I like the parochial/rural/small-town to Big City potential in this set up—how humor and race traverse between both cultures in recent U.S. history. I also like it that you’re incorporating humor into the course. I bet Dan Wickberg would like that as well.
Does Chappelle still resonate with the kids today? I mean no offense, but my first thought on seeing his name here was: “That’s so five years ago!” – TL
But Tim, we teach history! 🙂
I thought perhaps you were using him as a still-relevant bridge figure. …Otherwise, you’re right!
It ended up that the students were very familiar with Chappelle, so I guess he worked as both a bridge figure and a historical one.

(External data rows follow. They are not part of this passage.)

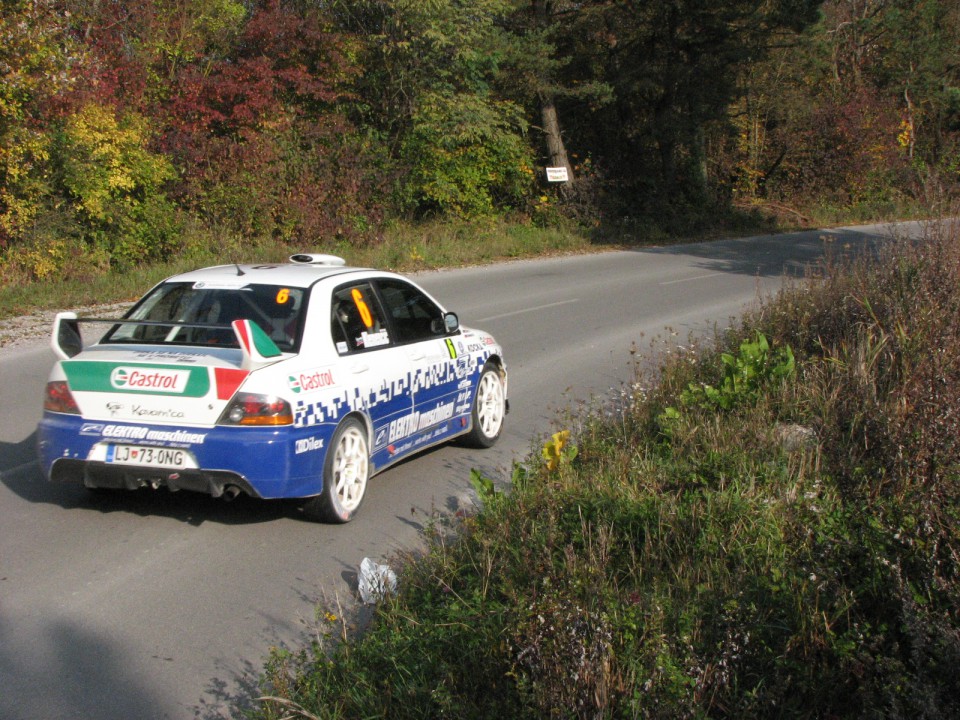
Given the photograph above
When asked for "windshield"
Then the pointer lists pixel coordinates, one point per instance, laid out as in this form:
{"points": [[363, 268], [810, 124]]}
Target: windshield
{"points": [[200, 314]]}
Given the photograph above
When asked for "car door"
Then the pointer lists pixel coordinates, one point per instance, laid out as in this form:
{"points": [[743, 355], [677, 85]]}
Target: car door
{"points": [[440, 369], [378, 373]]}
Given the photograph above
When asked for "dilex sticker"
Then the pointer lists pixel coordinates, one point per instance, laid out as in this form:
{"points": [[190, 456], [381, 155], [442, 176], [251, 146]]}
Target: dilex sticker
{"points": [[141, 379]]}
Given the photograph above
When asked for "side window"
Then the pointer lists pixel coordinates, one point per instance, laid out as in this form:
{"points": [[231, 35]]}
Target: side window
{"points": [[356, 321], [415, 316]]}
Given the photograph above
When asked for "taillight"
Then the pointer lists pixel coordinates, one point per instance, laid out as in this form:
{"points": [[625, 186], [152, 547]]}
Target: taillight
{"points": [[60, 399], [251, 409]]}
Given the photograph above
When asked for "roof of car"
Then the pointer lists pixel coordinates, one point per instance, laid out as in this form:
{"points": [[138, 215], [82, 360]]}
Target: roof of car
{"points": [[295, 274]]}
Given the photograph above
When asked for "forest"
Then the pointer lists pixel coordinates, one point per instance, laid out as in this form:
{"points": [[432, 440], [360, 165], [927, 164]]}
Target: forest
{"points": [[125, 127]]}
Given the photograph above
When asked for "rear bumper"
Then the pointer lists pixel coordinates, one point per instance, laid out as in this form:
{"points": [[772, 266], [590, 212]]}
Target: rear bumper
{"points": [[261, 462], [216, 483]]}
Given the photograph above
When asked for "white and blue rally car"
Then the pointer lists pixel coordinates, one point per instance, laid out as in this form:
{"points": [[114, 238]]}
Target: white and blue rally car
{"points": [[295, 380]]}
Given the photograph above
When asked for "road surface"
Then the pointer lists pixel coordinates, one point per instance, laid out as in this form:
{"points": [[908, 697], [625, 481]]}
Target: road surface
{"points": [[160, 605]]}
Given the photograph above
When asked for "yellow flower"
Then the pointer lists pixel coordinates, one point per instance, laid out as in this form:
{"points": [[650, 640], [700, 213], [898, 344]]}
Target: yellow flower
{"points": [[553, 449]]}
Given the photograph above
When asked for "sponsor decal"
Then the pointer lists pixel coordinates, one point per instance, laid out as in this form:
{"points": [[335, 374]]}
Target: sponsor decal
{"points": [[94, 429], [108, 377], [166, 414], [417, 421], [311, 380], [308, 445], [138, 378], [377, 339], [166, 356]]}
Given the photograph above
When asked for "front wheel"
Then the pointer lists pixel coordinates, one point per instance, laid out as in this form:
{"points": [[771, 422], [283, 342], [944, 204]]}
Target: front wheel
{"points": [[346, 469], [489, 408]]}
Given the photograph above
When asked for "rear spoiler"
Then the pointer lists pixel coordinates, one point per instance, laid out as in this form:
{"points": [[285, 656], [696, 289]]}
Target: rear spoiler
{"points": [[257, 347]]}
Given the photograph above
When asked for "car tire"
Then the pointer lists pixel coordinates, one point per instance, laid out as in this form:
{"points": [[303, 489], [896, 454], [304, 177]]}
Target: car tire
{"points": [[346, 469], [489, 409]]}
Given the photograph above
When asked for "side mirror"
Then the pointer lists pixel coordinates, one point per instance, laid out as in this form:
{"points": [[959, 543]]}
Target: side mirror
{"points": [[451, 322], [447, 325], [66, 341]]}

I should have read _The Devil and Dave Chappelle_ by Jelani Cobb before class, too. http://www.amazon.com/The-Devil-Dave-Chappelle-Essays/dp/1560259779
Lauren,
I know this comes too late to help you plan for this year, but it might prove useful in the future. I see a connection in Pryor’s decision not to use the N word and the reason that Chappelle famously ended his show. In an interview (and I could not find the clip, but it is either with Oprah or Inside the Actor’s Studio) Chappelle explains that part of the reason he quit was over the use of the N word; and in particular he became uncomfortable with white people laughing at the use of the term.